Why does Carers Week matter?
National Carers Week is held every October and aims to raise community awareness among all Australians about the diversity of carers and their caring roles. It is supported by the Australian Government Department of Social Services. National Carers Week provides us all with a chance to acknowledge and appreciate the contribution of Australia’s 2.65 million carers. Some of these carers are providing care for some one who is in the last days or months of life.
How can we support carers caring for someone at the end of life?
The starting point is to recognise the caring they do. A person living with a terminal illness not only needs the support of a health care team, but they also need the support of their family and friends. Without a carer or a carer network many people will not be able to stay at home and have the comfort of being with the people who matter to them and living in the place in which they feel most comfortable and secure.
To be able to continue caring, carers need helpful advice and resources including information about death and dying and about grief, loss, and bereavement as well. They also need support from family and friends, and time out to help them cope with the demands of caring. CarerHelp provides information for carers who are caring for someone coming to the end of their life.

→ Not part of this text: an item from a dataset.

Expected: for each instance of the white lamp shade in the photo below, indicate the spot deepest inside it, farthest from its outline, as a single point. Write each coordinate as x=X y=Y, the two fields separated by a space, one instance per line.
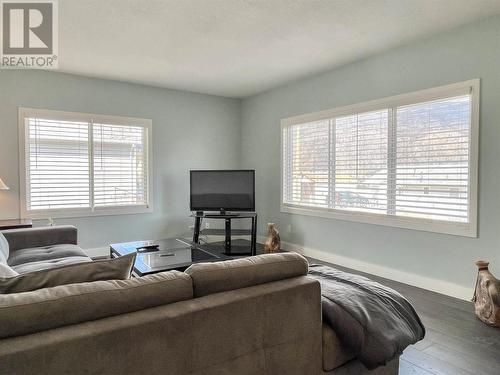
x=3 y=186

How did CarerHelp develop its resources?
To develop CarerHelp, the project team scanned the internet for trustworthy and relevant resources and services. They completed a literature review on what mattered to carers who are looking after someone with palliative care needs. And they spoke with carers who have experienced the reality of caring at the end of life. Discussions were also held with carer advocates and organisations from across Australia on what information and support is needed by carers. Based on this research, the team developed online resources, which were tested with carers as well as by palliative care experts.
How do carers know if they can trust the resources?
Carers learn quickly that they need to be able to judge the quality of the advice being provided in magazines, online and in newspapers. Making sure that the information comes from a reputable source, is current, and based on evidence are critical. HonCode and Health Direct are two important groups who help assess the quality of online information. CarerHelp is registered with both HONCode and HealthDirect.
The Department of Health has funded CarerHelp to provide current and trustworthy advice and resources. Carer Gateway includes CarerHelp as a resource in its information on Planning for the end of life and Carers Australia has been involved in developing CarerHelp and the information kit for developed for specialist palliative care services.
CarerHelp is a trustworthy resource for carers and part of the caring network for carers and families caring for someone at the end of life.